Other people use prescription abuse or gaming or sex or food or whatever – it doesn’t matter. The point is I set up this fucked-up stress-then-reward system, I made that choice, and eventually it got its hooks in me and I lost my choice. Kinda quick, really. As I’ve heard it said (paraphrased): “once having formed the habit and found I could not break it, once having lost my self-confidence, my reliance upon things human, my problems piled up on me and become astonishingly difficult to solve.”


Sometimes I don’t like to share about drinking, and not because I’m ashamed. But because people will take my tales of active addiction and use them as an excuse to immediately let themselves off the hook: “Oh thank goodness. I’m not that bad!” I don’t know if it’s an American thing or what but boy we love to hide our maladaptive behaviors, instead of just taking an honest inventory of them.

That’s why we like people who are a real mess (like me): they absolve us of taking an honest look at our own patterns and behaviors.

Hide this shit from others, or yourself, or not – that’s not my call. But what I can tell you is our emotional and traumatic legacies – and the way we often avoid doing something constructive about them – follow us – everywhere. Everywhere – trust me on this.


I am not a trained mental health professional and I’m not here today to give you advice. Because I don’t really know who you are reading here now, and I don’t know what you need.
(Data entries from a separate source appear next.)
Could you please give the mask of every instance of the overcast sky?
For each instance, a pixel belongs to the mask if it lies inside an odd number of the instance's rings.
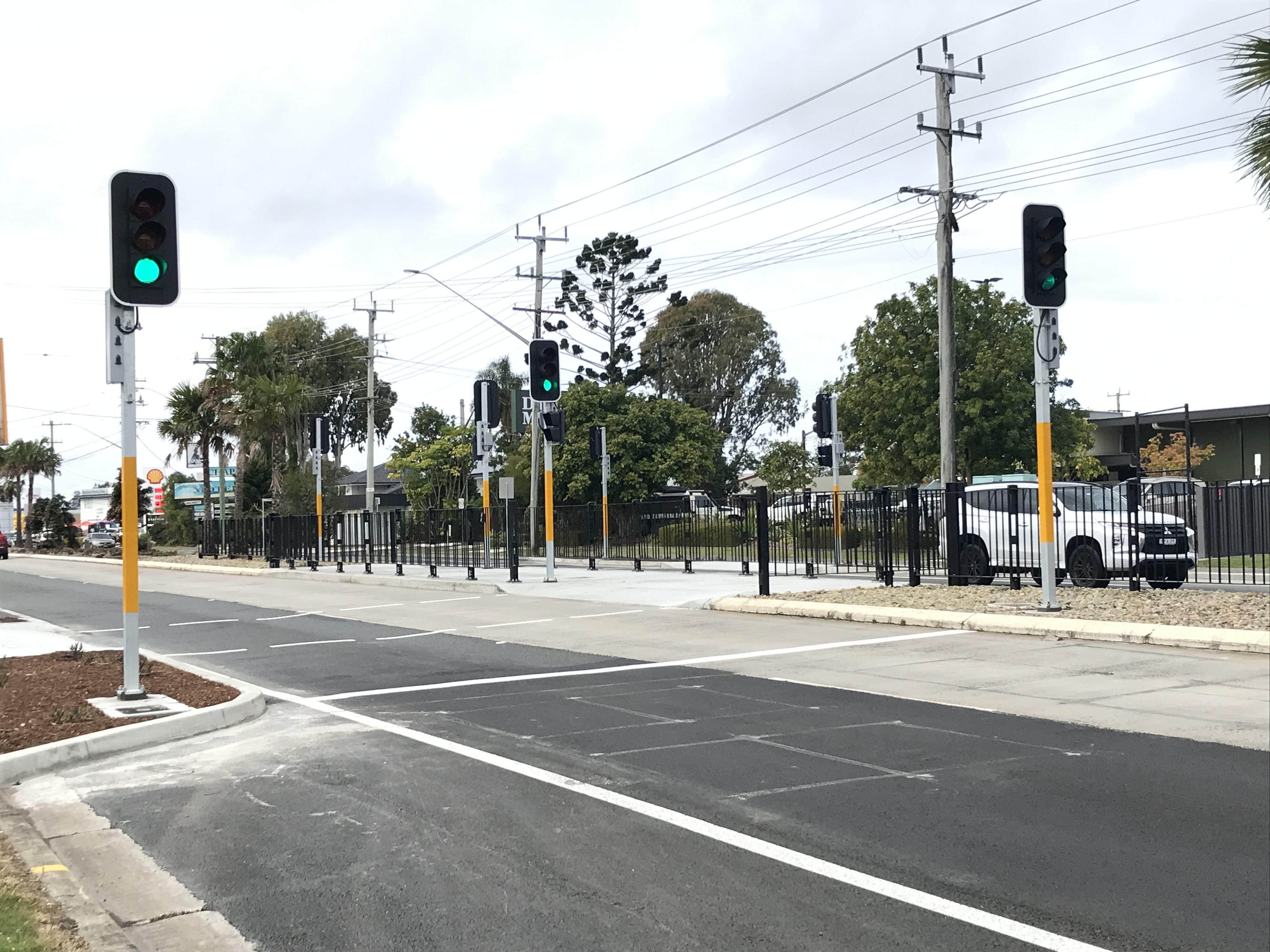
[[[872,306],[933,270],[931,211],[897,190],[936,178],[913,48],[937,61],[942,33],[987,74],[954,96],[954,118],[984,122],[954,146],[958,189],[982,198],[959,216],[958,277],[1019,294],[1020,209],[1059,204],[1062,373],[1082,405],[1270,401],[1270,221],[1232,145],[1262,103],[1224,95],[1219,58],[1270,28],[1266,4],[1039,0],[970,25],[1019,4],[0,4],[10,438],[65,424],[66,494],[118,466],[102,302],[118,169],[179,193],[184,287],[142,311],[142,419],[201,376],[201,335],[300,308],[364,333],[353,298],[372,291],[395,307],[378,367],[398,430],[422,401],[457,414],[475,372],[523,347],[403,269],[436,267],[525,330],[514,226],[540,212],[569,228],[549,270],[630,232],[672,289],[762,310],[808,399]],[[142,471],[171,452],[152,423],[140,440]]]

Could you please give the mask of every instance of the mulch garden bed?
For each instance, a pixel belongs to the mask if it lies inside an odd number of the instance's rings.
[[[122,651],[56,651],[0,659],[0,754],[151,720],[108,717],[88,699],[113,697],[123,683]],[[237,691],[141,659],[141,684],[190,707],[232,701]]]

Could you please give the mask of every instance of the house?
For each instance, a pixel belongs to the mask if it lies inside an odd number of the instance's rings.
[[[1191,410],[1189,418],[1191,446],[1212,444],[1217,451],[1191,471],[1195,479],[1220,482],[1270,477],[1270,404]],[[1187,414],[1181,409],[1138,415],[1092,411],[1090,423],[1096,428],[1090,456],[1107,467],[1104,479],[1111,481],[1133,476],[1135,447],[1161,434],[1167,442],[1171,434],[1184,432]]]
[[[335,510],[366,508],[366,470],[340,476],[335,485],[340,487],[339,498],[331,506]],[[375,467],[375,505],[380,510],[409,509],[401,480],[389,477],[389,467],[380,463]]]

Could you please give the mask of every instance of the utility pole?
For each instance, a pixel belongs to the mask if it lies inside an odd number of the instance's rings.
[[[380,311],[392,314],[394,305],[381,307],[371,294],[370,307],[357,307],[366,311],[366,510],[375,512],[375,319]]]
[[[61,443],[60,439],[53,439],[53,426],[65,426],[65,425],[66,425],[65,423],[53,423],[52,420],[48,421],[48,448],[50,449],[52,449],[58,443]],[[52,471],[52,475],[48,477],[48,499],[52,500],[52,498],[56,496],[56,495],[57,495],[57,467],[55,466],[53,471]]]
[[[518,241],[532,241],[533,242],[533,273],[521,274],[521,269],[516,269],[516,277],[518,278],[533,278],[533,340],[540,340],[542,338],[542,282],[544,281],[558,281],[558,278],[549,278],[542,273],[542,258],[546,254],[547,241],[568,241],[569,228],[564,230],[564,237],[547,237],[547,230],[542,226],[542,216],[538,216],[538,234],[537,235],[522,235],[519,225],[516,226],[516,239]],[[516,311],[528,311],[528,307],[516,307]],[[564,314],[563,311],[546,311],[546,314]],[[537,536],[537,509],[538,509],[538,435],[541,429],[538,426],[538,414],[537,411],[530,414],[531,429],[530,429],[530,548],[532,550],[536,543]]]
[[[917,70],[935,74],[935,114],[936,124],[927,126],[923,114],[917,114],[917,128],[921,132],[935,133],[935,155],[939,160],[939,189],[902,188],[900,192],[933,195],[937,201],[939,222],[936,225],[936,282],[939,284],[939,350],[940,350],[940,482],[947,485],[956,481],[956,324],[952,305],[952,232],[958,231],[955,204],[978,195],[963,195],[952,190],[952,136],[983,138],[983,123],[975,123],[974,132],[965,131],[965,123],[959,122],[952,128],[951,96],[956,91],[956,77],[983,79],[983,57],[979,57],[978,71],[954,69],[954,57],[949,52],[949,38],[944,37],[944,66],[927,66],[922,62],[922,48],[917,48]]]

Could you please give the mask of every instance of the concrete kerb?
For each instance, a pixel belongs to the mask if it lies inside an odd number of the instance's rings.
[[[74,635],[75,632],[67,633]],[[27,777],[34,777],[58,767],[81,763],[97,757],[140,750],[141,748],[165,744],[170,740],[182,740],[192,737],[196,734],[207,734],[221,727],[231,727],[235,724],[243,724],[264,713],[264,694],[254,684],[212,674],[202,668],[190,668],[177,659],[165,658],[164,655],[149,651],[144,651],[142,654],[146,658],[171,665],[173,668],[199,674],[210,680],[217,680],[237,688],[239,696],[232,701],[226,701],[224,704],[199,707],[193,711],[159,717],[154,721],[142,721],[141,724],[124,724],[94,734],[85,734],[80,737],[55,740],[51,744],[41,744],[25,750],[13,750],[8,754],[0,754],[0,784],[14,783]]]
[[[1270,654],[1270,631],[1246,628],[1200,628],[1184,625],[1102,622],[1053,616],[941,612],[925,608],[886,608],[828,602],[796,602],[779,598],[729,595],[705,604],[721,612],[785,614],[800,618],[834,618],[878,625],[916,625],[928,628],[966,628],[1001,635],[1035,635],[1088,641],[1121,641],[1135,645],[1201,647],[1219,651]]]

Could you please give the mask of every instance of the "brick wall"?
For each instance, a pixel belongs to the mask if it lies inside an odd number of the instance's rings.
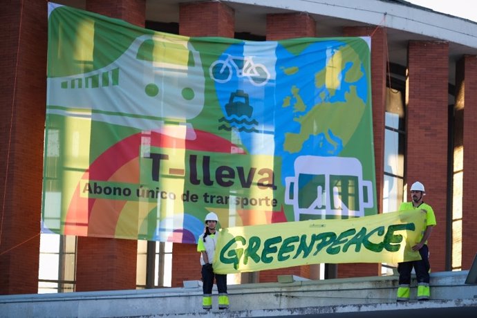
[[[183,3],[179,10],[179,33],[188,37],[234,37],[234,10],[219,1]],[[172,287],[183,281],[200,280],[200,254],[194,244],[174,243],[172,248]]]
[[[376,176],[377,213],[382,212],[382,183],[384,178],[384,114],[386,113],[386,73],[387,43],[386,30],[380,27],[346,27],[345,37],[371,37],[371,94],[373,135]],[[359,277],[380,275],[380,264],[339,264],[338,277]]]
[[[86,0],[86,10],[144,28],[146,0]]]
[[[200,281],[200,253],[195,244],[174,243],[172,247],[172,287],[183,287],[183,281]]]
[[[305,13],[267,15],[267,40],[315,37],[316,24]]]
[[[138,26],[145,23],[144,0],[87,0],[86,10],[122,19]],[[78,237],[76,291],[135,289],[138,242]]]
[[[234,37],[235,13],[220,1],[182,3],[179,34],[187,37]]]
[[[0,294],[38,290],[46,4],[11,1],[0,10]]]
[[[76,291],[135,289],[138,241],[78,238]]]
[[[462,269],[469,270],[477,252],[477,57],[466,55],[458,64],[456,104],[463,109],[462,143],[464,146],[462,197]]]
[[[449,44],[411,41],[408,49],[406,181],[422,182],[437,226],[429,241],[433,272],[445,269]],[[409,191],[407,192],[410,200]]]

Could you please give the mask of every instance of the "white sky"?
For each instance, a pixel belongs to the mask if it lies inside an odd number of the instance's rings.
[[[406,0],[411,3],[429,8],[434,11],[447,13],[477,22],[477,10],[474,0]]]

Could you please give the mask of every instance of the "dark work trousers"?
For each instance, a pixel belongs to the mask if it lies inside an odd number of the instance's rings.
[[[413,267],[415,271],[415,277],[419,283],[429,283],[429,250],[427,245],[424,245],[419,250],[421,255],[420,261],[412,261],[409,262],[400,263],[398,264],[398,272],[399,272],[399,284],[409,285],[411,283],[411,272]]]
[[[227,293],[227,275],[225,274],[214,274],[212,264],[202,265],[202,290],[204,294],[211,294],[214,286],[214,278],[217,283],[217,290],[219,294]]]

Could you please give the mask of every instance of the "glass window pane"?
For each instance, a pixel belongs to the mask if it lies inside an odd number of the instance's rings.
[[[384,175],[383,184],[382,209],[383,213],[393,212],[399,209],[402,202],[402,179]]]
[[[57,254],[40,254],[39,279],[58,280]]]
[[[136,267],[135,284],[146,285],[146,267],[147,260],[147,254],[138,254],[138,263]]]
[[[58,292],[57,283],[50,283],[47,281],[38,282],[39,294],[51,294],[54,292]]]
[[[384,172],[404,176],[404,138],[389,129],[384,130]]]
[[[59,249],[59,235],[40,234],[40,253],[57,253]]]
[[[67,235],[63,236],[64,238],[64,252],[65,253],[75,253],[76,252],[76,236],[72,235]]]
[[[68,254],[64,256],[64,278],[65,281],[75,280],[75,259],[76,255]]]
[[[402,93],[398,90],[386,88],[386,126],[404,130],[404,103]]]
[[[147,253],[147,241],[138,241],[138,254]]]
[[[164,286],[171,287],[172,281],[172,254],[164,255]]]

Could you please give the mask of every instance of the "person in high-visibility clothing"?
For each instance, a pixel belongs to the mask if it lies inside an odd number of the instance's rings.
[[[429,270],[431,265],[429,260],[429,248],[427,240],[431,236],[433,227],[436,225],[436,216],[430,205],[424,203],[425,196],[424,185],[417,181],[411,187],[411,202],[401,203],[400,211],[408,211],[420,209],[426,212],[426,225],[422,229],[420,240],[412,247],[413,251],[419,251],[420,261],[403,262],[398,264],[399,272],[399,286],[398,288],[398,301],[408,301],[411,293],[411,272],[414,268],[418,280],[418,300],[429,300],[431,297],[429,288]]]
[[[215,278],[218,290],[218,309],[227,309],[229,297],[227,294],[227,275],[215,274],[212,268],[215,247],[219,235],[218,231],[216,229],[218,218],[217,214],[210,212],[205,216],[205,230],[199,236],[197,244],[197,251],[200,252],[200,265],[202,265],[202,289],[204,293],[202,308],[205,310],[212,308],[212,287]]]

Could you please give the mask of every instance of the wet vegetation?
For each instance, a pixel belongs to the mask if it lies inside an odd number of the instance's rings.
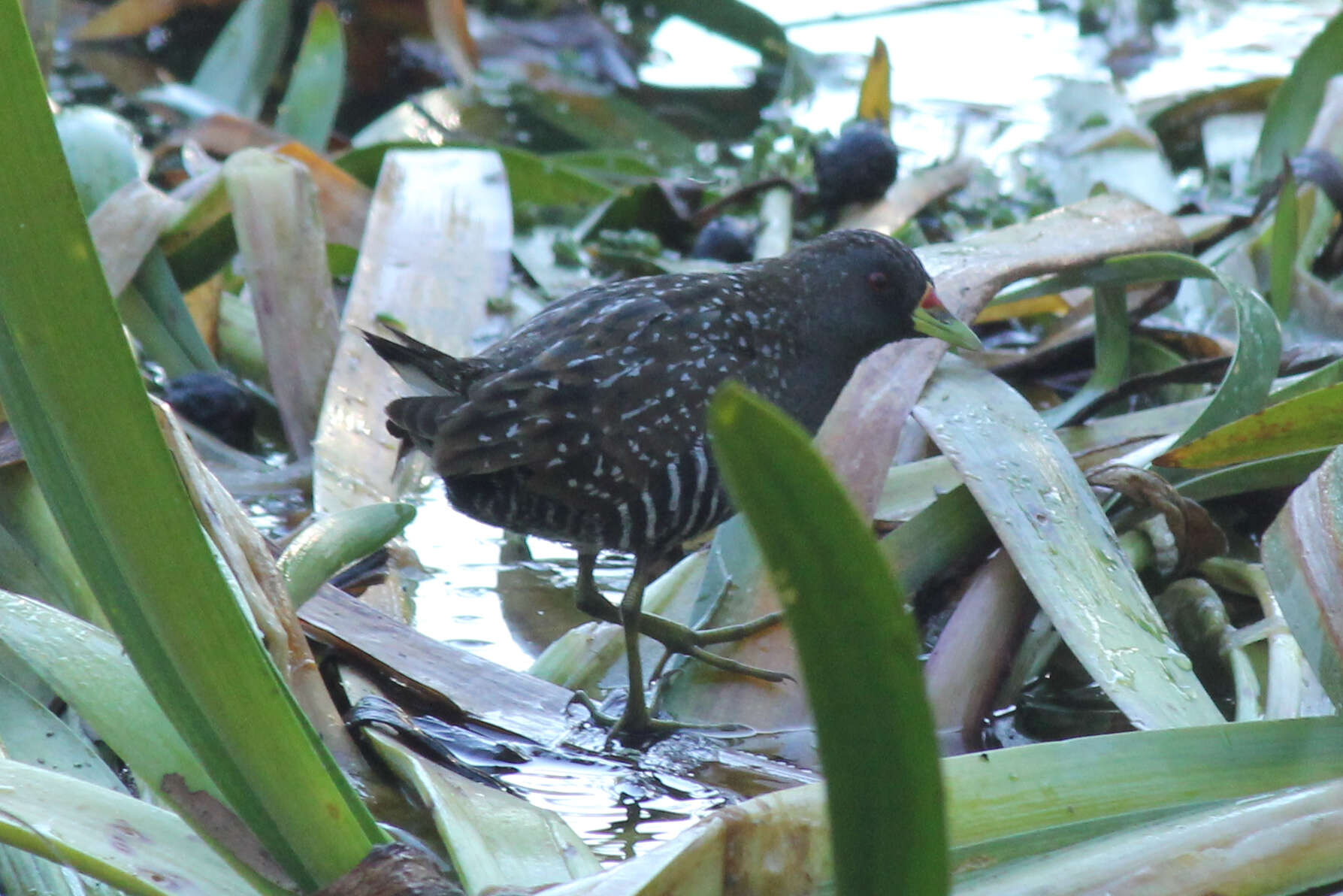
[[[1343,16],[1136,102],[1266,13],[1041,7],[1107,77],[929,150],[901,47],[733,1],[0,0],[0,893],[1343,887]],[[737,83],[647,77],[688,20]],[[443,508],[361,329],[473,355],[841,227],[986,349],[878,351],[814,441],[717,395],[743,513],[645,607],[782,609],[716,652],[788,678],[650,646],[692,727],[604,744],[619,629],[516,537],[530,669],[408,623]]]

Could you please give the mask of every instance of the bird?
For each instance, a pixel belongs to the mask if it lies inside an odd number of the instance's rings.
[[[721,668],[782,677],[642,613],[654,567],[732,514],[706,431],[714,390],[740,382],[815,433],[864,357],[919,334],[979,348],[913,251],[839,230],[721,271],[591,286],[475,357],[399,329],[364,337],[428,392],[392,400],[387,429],[403,453],[432,458],[458,510],[576,548],[579,609],[624,629],[630,685],[612,733],[645,737],[663,720],[645,700],[641,633]],[[619,607],[596,588],[600,551],[634,555]]]

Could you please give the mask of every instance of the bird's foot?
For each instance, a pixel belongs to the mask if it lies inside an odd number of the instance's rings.
[[[610,622],[611,625],[622,625],[620,622],[620,609],[610,603],[606,598],[596,592],[594,587],[591,594],[587,594],[584,588],[579,588],[577,595],[579,610],[595,617],[602,622]],[[736,660],[729,660],[728,657],[721,657],[716,653],[709,653],[705,650],[706,646],[716,643],[729,643],[732,641],[741,641],[743,638],[749,638],[753,634],[771,629],[783,619],[782,611],[767,613],[766,615],[752,619],[749,622],[743,622],[740,625],[720,626],[717,629],[692,629],[690,626],[681,625],[680,622],[673,622],[666,617],[659,617],[653,613],[639,614],[639,634],[653,638],[661,643],[669,653],[684,653],[688,657],[693,657],[700,662],[706,662],[714,669],[723,669],[724,672],[735,672],[743,676],[751,676],[753,678],[761,678],[764,681],[792,681],[792,676],[784,672],[775,672],[772,669],[763,669],[760,666],[752,666],[745,662],[739,662]]]
[[[786,672],[775,672],[774,669],[753,666],[747,662],[740,662],[737,660],[705,650],[709,645],[728,643],[749,638],[756,633],[778,625],[780,619],[783,619],[783,613],[776,611],[740,625],[696,630],[689,626],[684,626],[680,622],[673,622],[665,617],[643,613],[639,614],[639,634],[653,638],[666,647],[667,653],[684,653],[685,656],[693,657],[694,660],[708,664],[714,669],[735,672],[737,674],[751,676],[752,678],[761,678],[764,681],[792,681],[792,676]]]

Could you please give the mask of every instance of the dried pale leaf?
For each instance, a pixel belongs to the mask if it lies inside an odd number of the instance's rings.
[[[858,91],[858,117],[890,124],[890,55],[886,42],[877,38],[868,60],[868,74],[862,77]]]
[[[943,302],[966,318],[1017,279],[1092,265],[1112,255],[1183,244],[1183,234],[1170,216],[1133,199],[1105,195],[960,243],[921,249],[919,255],[935,277]],[[821,453],[869,514],[881,497],[909,408],[945,349],[945,343],[931,339],[878,349],[854,371],[817,435]],[[743,537],[744,532],[735,527],[733,523],[720,527],[717,537]],[[714,563],[721,560],[710,559],[710,567]],[[733,606],[714,623],[779,609],[757,568],[732,564],[727,570]],[[752,665],[796,673],[791,642],[779,626],[720,652]],[[702,686],[705,680],[713,686]],[[806,695],[795,685],[724,676],[696,665],[686,666],[667,685],[666,705],[677,717],[731,719],[761,731],[810,721]]]
[[[960,472],[1073,654],[1135,725],[1222,721],[1081,470],[1019,394],[947,359],[915,418]]]
[[[458,81],[471,86],[481,67],[481,52],[466,24],[466,4],[462,0],[426,0],[424,7],[434,43],[447,56]]]
[[[187,7],[215,7],[227,0],[120,0],[75,34],[77,40],[117,40],[145,34]]]
[[[302,163],[312,173],[317,184],[317,206],[326,226],[326,240],[359,246],[364,238],[373,191],[301,142],[282,144],[275,152]]]
[[[285,438],[308,457],[338,326],[317,188],[306,168],[259,149],[231,156],[224,183]]]
[[[924,665],[944,756],[983,747],[983,720],[1037,613],[1007,553],[999,552],[971,576]]]
[[[383,163],[316,442],[314,504],[334,512],[403,494],[383,407],[406,386],[359,336],[379,314],[450,355],[471,355],[486,302],[508,289],[512,206],[504,165],[479,149],[392,150]],[[408,458],[410,459],[410,458]]]
[[[197,830],[210,832],[210,840],[227,848],[232,858],[275,887],[297,889],[298,885],[228,806],[204,790],[192,790],[187,786],[187,779],[177,772],[164,775],[160,789],[179,814],[191,818]]]
[[[376,728],[367,736],[428,806],[467,892],[543,887],[602,870],[596,856],[556,813],[430,763]]]
[[[1226,553],[1226,535],[1198,501],[1183,497],[1163,477],[1124,463],[1108,463],[1086,473],[1086,481],[1113,489],[1139,506],[1150,506],[1166,520],[1179,553],[1176,571]]]
[[[183,203],[142,180],[128,183],[98,206],[89,216],[89,232],[107,292],[120,296],[126,289],[158,235],[181,212]]]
But I do know that we all need to play.

And play is kind of a canary-in-a-coal-mine thing. If you’ve lost the ability to play – it’s a sign something is very wrong indeed.

If we’ve lost the ability to play, we probably need help.


When I look back at myself at my worst (my worst so far), I know that person was working very very hard. I have a lot of compassion for that person. So if I have a lot of compassion for Kelly back then, this means I should work to find compassion for myself right now.

And it follows that if I know Kelly-then and Kelly-now needs compassion – then I know you do too. Full-stop.

No matter who you are and what mistakes you’ve made.

I hope you find time to play. And I hope if not, that you tell someone. And you take that self-rescue seriously.

There are people who will help, and people who will care.

And people who can teach you better.

I owe my life to these people.

Good luck. I really am rooting for you!